Like the best minimalism, at the best moments, Fassbinder manages to say a lot with a little, like the subtle charge of erotic tension that runs throughout. In one scene, Johanna lies on the floor, as if sleeping, when Bruno walks into the small room where Franz is sitting on the bed in the background. Bruno lies on the floor next to Johanna and begins unbuttoning her blouse, gently kissing her. Eventually, Johanna lets out a giggle and stands up, buttoning her blouse back up, only for Franz to unexpectedly walk over and slap her, stating “that’s for laughing at my friend”. It’s tempting to read Fassbinder’s homosexuality as playing a role here, emphasizing male-male bonding/friendship over heterosexual relationships, but anyone who’s seen Fox and His Friends, which features Fassbinder’s naïve character being tragically used by a pair of older homosexual men, will realize that the director didn’t see male friendship or homosexuality as a mutual paradise either.
What these scenes, and indeed most of the film, point towards is an excruciatingly closed-off, claustrophobic world that negates the desire for freedom that Franz’s character explicitly wishes for and the other characters implicitly wish for. We never get the sense these characters have other options; every location Fassbinder takes us, mostly during Bruno’s search for Franz and Johanna, are populated by pimps, prostitutes, and thieves. Franz, Bruno, and Johanna may not be an ideal trio of partners, but they’re likely all each other has. As weak and foolish as they are, there’s still strength in numbers. Indeed, their mini crime streak seems to make them feel invincible, a genuine absurdity from Fassbinder’s narrative point of view, making their downfall all the more inevitable.

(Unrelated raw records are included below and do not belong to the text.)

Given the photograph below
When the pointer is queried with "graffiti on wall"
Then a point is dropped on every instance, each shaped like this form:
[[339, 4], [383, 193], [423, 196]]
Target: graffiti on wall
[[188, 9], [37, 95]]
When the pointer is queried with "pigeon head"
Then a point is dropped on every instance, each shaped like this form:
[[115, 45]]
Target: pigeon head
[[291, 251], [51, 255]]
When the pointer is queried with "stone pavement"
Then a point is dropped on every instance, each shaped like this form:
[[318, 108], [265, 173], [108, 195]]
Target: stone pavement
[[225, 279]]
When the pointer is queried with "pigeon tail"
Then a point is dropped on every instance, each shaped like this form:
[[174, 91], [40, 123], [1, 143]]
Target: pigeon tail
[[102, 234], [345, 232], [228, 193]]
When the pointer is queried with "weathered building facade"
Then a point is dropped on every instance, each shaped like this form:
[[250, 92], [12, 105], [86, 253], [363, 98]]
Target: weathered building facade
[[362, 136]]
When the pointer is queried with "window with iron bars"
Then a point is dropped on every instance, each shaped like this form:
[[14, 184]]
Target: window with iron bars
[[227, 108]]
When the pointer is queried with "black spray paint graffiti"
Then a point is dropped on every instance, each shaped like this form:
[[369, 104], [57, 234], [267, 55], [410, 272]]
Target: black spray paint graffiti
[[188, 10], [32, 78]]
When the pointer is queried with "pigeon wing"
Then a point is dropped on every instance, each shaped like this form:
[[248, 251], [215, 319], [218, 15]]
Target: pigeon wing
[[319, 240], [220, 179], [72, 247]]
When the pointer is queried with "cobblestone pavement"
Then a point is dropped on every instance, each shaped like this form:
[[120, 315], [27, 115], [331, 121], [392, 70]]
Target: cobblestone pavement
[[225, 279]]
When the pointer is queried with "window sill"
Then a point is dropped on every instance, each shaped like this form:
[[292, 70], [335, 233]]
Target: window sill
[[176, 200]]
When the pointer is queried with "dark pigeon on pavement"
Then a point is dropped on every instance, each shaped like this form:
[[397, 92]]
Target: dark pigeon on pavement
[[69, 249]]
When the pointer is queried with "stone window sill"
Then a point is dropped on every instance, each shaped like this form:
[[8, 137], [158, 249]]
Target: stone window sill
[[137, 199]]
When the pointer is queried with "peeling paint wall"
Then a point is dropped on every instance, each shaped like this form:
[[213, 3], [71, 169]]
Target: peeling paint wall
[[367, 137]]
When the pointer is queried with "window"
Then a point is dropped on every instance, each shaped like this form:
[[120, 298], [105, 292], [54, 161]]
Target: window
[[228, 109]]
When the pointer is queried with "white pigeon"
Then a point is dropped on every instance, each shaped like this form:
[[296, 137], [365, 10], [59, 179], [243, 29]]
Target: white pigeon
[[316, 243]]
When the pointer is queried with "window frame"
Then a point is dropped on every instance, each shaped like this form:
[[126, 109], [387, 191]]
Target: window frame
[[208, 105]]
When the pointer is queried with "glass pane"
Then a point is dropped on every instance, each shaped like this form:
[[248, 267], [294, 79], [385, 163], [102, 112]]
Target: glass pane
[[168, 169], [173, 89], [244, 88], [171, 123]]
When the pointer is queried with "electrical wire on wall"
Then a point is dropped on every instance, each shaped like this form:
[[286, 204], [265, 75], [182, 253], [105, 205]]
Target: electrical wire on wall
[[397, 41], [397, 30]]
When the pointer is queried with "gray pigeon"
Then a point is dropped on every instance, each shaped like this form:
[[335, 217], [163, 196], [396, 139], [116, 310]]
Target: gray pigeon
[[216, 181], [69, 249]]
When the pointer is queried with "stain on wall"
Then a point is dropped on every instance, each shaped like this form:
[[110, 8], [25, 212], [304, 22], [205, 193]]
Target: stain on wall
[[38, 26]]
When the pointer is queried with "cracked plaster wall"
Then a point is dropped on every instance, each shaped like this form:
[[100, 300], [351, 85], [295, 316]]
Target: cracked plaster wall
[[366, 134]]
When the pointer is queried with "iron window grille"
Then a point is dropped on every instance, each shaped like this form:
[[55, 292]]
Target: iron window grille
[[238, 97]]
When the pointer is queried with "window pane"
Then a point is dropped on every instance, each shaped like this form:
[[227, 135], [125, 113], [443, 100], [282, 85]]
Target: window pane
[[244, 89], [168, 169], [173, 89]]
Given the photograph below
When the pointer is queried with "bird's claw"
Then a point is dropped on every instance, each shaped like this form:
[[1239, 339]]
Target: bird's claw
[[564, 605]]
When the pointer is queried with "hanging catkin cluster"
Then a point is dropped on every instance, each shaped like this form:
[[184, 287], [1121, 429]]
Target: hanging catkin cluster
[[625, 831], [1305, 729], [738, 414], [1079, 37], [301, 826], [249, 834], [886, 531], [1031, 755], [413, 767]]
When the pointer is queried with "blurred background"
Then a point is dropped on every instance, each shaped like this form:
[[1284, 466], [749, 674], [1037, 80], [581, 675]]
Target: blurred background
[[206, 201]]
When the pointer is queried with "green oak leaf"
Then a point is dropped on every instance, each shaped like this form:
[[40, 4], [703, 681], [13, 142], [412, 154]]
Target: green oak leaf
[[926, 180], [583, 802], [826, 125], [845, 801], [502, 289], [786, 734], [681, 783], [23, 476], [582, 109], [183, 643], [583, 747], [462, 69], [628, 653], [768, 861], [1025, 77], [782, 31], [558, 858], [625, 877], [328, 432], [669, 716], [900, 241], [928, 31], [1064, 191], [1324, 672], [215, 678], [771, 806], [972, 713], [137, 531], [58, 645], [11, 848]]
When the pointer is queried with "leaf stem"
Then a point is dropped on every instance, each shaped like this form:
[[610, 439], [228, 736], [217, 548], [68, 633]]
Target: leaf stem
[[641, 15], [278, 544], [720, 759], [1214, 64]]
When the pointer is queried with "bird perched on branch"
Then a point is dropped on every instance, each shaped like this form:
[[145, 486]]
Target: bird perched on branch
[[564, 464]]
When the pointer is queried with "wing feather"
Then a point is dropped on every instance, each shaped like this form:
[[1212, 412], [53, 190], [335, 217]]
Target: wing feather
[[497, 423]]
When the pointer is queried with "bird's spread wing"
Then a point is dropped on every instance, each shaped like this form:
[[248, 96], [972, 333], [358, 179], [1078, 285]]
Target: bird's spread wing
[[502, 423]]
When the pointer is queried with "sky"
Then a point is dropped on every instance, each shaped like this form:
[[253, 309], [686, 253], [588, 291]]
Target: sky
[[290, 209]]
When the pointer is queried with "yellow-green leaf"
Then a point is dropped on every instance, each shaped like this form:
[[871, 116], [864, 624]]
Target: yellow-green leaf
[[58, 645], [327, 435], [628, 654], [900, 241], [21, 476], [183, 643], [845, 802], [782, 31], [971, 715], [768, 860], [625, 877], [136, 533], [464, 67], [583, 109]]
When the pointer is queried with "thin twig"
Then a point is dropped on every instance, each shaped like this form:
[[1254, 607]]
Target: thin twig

Like the other Fassbinders I’ve seen, Love Is Colder Than Death is a film easier to appreciate than to love. The combination of the cold, distant perspective, slow pacing, observed rather than engaging characters, and lack of overt narrative tension, conflict, and drama makes it a difficult film to get involved in. It also feels too much like a mishmash of French New Wave influences searching for an individualized identity. Fassbinder finds that identity in the best moments, like the last murder that Bruno commits, which finally brings handwringing drama and psychological substance to one of the characters. Or especially the final scene that has [SPOILER ALERT]Johanna and Franz dumping Bruno’s dead body on the side of the road after the failed bank heist[/SPOILER ALERT] only to find Fassbinder panning over to a harsh, barren desert, a truly potent visual symbol for the wasteland that these characters inhabit.